The morning of our meeting, getting ready and then driving, I would describe it as being a little kid waking on Christmas morning, knowing I was the first to wake up, but waiting for someone to come get me and tell me it was time to go down stairs. It felt like I had a joy bomb in my belly and it was going to explode and the joy juice would leak out everywhere in the most delicious way. You have to understand it is that feeling when you know a surprise that will make someone you love really happy and you have to bite back the words because the waiting for the right moment is more important than telling them. It was a great feeling.

There was a big water fountain in the park where we met. She was leaning against the wall. I stood for a second just looking at her before she noticed I was there. My tummy flipped like i was a little girl lying on the back seat of the car. We walked right up to one another and hugged and cried and hugged and cried and hugged and cried. It was delightful. After we finished our first blub together for the moment, I held her away by the shoulders and I asked her "Well has it been good your life so far?" She smiled wide and deep, eyes sparkly and said "YES" I replied "Excellent". Inside I thought, "Just like I planned."

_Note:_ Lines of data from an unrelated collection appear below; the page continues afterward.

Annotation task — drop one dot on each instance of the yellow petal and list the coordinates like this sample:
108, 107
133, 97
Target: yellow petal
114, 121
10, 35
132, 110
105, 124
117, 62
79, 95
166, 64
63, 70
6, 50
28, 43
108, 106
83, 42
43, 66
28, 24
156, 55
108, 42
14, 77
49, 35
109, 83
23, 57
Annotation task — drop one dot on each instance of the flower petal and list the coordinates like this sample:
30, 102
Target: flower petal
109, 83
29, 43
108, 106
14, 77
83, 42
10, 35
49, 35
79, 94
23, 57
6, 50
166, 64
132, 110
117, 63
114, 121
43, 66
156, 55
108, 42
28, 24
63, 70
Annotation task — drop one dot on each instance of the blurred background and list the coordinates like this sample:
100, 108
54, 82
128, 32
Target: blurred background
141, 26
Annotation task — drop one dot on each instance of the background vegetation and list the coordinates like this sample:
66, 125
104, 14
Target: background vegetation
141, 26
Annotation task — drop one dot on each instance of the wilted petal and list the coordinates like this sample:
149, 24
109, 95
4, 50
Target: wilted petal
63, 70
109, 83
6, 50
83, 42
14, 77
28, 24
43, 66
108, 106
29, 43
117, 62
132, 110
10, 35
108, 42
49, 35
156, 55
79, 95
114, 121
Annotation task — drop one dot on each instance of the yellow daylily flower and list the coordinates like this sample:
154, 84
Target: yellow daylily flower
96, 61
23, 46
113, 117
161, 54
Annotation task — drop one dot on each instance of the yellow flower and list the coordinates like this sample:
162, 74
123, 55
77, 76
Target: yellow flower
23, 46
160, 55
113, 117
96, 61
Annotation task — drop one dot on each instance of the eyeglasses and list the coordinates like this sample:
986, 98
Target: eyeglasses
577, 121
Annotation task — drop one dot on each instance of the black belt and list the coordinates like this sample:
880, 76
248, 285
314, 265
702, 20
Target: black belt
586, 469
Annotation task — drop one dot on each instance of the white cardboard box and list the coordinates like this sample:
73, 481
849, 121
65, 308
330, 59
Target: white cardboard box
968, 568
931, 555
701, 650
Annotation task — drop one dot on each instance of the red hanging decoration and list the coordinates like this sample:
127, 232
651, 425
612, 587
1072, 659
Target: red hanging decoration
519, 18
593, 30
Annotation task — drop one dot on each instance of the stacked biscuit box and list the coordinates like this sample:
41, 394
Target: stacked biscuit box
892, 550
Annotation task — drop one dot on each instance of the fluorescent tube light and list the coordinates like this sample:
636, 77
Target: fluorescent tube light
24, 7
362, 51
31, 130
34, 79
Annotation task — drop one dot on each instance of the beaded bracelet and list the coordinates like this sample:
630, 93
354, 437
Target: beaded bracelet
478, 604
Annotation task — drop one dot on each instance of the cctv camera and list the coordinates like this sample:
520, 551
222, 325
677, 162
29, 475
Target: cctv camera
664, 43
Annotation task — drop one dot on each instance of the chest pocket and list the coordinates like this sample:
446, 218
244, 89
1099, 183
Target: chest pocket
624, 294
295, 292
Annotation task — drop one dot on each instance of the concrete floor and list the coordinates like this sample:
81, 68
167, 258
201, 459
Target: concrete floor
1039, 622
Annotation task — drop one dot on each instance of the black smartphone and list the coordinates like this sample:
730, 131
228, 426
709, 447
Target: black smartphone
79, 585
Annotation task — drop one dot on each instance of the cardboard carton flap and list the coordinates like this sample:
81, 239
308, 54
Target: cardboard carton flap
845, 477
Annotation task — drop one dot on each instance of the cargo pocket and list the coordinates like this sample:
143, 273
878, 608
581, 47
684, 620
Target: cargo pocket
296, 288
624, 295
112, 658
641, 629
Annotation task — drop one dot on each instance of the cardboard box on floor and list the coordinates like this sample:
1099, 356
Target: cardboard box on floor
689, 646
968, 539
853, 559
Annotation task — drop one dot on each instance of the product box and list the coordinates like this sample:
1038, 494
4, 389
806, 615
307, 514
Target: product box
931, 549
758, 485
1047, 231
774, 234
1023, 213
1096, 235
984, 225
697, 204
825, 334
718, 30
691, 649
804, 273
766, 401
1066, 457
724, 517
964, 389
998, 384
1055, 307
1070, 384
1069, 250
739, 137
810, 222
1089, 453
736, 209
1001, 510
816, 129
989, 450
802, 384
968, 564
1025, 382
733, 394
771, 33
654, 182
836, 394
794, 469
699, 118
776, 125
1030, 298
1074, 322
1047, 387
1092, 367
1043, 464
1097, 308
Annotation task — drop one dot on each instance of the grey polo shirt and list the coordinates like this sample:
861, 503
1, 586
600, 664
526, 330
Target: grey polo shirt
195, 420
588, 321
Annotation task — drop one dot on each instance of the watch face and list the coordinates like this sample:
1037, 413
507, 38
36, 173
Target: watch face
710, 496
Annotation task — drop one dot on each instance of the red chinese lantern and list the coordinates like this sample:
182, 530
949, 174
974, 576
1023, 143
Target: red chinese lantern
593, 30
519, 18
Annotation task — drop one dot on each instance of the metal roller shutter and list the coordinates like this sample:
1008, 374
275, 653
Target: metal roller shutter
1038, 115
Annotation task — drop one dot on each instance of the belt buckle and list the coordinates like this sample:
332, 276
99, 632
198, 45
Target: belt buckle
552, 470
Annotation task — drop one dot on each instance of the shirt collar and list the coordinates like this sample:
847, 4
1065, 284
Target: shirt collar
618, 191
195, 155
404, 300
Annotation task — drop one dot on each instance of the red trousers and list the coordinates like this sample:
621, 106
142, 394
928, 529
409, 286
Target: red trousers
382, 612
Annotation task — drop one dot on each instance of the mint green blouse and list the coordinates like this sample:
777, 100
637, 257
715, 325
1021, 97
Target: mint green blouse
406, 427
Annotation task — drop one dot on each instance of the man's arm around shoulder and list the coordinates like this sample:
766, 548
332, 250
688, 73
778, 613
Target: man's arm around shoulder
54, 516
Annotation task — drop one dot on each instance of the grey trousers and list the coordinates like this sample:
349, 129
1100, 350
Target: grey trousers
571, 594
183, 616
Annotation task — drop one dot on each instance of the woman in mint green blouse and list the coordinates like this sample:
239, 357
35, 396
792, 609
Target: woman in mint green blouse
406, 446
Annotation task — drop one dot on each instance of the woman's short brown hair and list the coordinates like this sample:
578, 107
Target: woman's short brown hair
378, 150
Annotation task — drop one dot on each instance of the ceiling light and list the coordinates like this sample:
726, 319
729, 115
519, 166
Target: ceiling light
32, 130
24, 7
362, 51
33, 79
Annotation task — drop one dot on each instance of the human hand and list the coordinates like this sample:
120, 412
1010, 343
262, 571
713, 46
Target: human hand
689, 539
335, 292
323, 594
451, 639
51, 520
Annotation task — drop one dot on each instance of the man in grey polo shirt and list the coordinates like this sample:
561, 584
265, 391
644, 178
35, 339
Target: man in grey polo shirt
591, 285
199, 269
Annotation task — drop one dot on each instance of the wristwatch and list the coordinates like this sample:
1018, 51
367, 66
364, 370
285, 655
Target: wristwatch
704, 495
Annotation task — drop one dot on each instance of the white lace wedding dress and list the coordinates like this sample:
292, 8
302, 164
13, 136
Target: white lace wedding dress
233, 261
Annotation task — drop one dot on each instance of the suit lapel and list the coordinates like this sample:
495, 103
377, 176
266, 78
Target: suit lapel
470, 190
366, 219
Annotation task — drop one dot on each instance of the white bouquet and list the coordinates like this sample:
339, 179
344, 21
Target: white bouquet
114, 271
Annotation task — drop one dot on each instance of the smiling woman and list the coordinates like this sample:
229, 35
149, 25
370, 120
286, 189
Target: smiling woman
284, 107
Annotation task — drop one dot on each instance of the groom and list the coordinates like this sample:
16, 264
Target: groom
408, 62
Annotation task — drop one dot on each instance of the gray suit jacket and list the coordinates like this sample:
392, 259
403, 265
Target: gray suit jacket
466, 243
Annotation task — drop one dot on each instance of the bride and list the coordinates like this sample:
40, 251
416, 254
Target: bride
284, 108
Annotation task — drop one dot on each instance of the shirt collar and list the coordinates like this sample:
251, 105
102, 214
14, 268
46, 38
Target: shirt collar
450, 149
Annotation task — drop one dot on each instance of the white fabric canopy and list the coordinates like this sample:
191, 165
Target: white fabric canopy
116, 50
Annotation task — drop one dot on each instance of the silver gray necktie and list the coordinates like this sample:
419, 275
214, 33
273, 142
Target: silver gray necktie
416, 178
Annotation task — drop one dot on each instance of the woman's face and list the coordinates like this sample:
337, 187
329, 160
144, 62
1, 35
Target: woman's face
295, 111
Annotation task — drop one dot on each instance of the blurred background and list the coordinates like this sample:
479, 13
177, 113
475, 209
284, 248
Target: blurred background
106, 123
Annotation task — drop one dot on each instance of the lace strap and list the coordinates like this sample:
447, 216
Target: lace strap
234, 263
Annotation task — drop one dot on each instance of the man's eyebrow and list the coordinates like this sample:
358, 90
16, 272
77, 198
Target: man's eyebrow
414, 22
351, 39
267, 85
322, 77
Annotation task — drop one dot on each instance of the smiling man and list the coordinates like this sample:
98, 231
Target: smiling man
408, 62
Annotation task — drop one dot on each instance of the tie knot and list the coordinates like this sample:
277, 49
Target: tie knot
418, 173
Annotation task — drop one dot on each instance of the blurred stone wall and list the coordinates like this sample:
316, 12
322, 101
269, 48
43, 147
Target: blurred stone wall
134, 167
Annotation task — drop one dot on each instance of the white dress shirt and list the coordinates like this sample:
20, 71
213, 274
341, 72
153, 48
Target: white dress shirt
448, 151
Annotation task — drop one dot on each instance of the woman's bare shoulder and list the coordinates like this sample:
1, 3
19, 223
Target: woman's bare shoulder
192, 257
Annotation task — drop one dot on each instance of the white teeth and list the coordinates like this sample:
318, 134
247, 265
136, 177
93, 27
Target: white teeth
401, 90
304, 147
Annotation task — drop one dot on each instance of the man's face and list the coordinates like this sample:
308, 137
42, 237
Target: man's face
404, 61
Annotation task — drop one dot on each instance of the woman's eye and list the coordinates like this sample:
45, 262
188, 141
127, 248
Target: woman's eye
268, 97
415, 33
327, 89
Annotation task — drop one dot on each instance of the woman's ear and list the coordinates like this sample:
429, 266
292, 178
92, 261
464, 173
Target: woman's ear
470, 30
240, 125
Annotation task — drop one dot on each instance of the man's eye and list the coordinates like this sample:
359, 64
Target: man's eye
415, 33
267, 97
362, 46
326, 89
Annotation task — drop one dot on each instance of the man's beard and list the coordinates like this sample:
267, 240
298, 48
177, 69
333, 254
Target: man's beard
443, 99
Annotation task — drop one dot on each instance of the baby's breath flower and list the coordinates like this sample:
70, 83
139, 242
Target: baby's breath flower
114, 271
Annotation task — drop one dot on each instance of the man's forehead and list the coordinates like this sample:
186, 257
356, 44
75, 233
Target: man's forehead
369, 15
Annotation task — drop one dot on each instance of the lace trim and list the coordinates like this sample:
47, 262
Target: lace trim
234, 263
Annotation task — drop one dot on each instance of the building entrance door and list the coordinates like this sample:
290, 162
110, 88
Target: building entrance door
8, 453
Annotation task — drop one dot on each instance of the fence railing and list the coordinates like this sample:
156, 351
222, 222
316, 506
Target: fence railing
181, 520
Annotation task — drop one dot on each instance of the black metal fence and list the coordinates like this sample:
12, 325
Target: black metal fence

There are so many details just from the first day to share. The conversations with my daughter, seeing her parents again, being invited to her graduation and the sweet, quiet, contemplative ride home represents a beginning. What I can tell you of this experience is that I know that with confidence that I am in her life now. We are engaged together, all four of us, in getting to know one another. We all have a strong bond due to the nature of things and now we have the pleasure of knowing and loving one another more deeply. What I hope to be true 18 years ago are. My daughter is healthy. She grew up with two strong and loving parents who guided her to knowing herself. She has had an enormous number of experiences and introductions with cultures from all over the world. She is confident, clear, sassy and kind.

What I can also tell you of the experience so far is that in many ways I feel like I have worked for the last 18 years to prepare for seeing her again and having her become a part of my life. Her birth set me on a journey of question and answer. I mended the hole that I felt inside after we were apart and I gently applied suave to it, patting it lovingly not really knowing if it would ever be full but feeling pretty sure that it would be. Now having her in my life I have to tell you that in order to take her in I have to pull back the skin to fill the hole. There are challenges and a little ache in all the joy at first, but not enough to stop me from any of it. These are the happiest days for me and the ones that give me the overwhelming sense that I do indeed know when and how to do the right thing. She has helped me become all that I have evolved to be and I believe that I drink deeper from the cup than if I had not had this experience in my life. I believe my life is a rich life. One that has given me a kind of sensitivity and alertness that helps me find good in most things. I trust more deeply the knowing inside that guides me to search out all the juice in a day and the sparks the belief in a dream and the patiences to see something through to a delicious new beginning.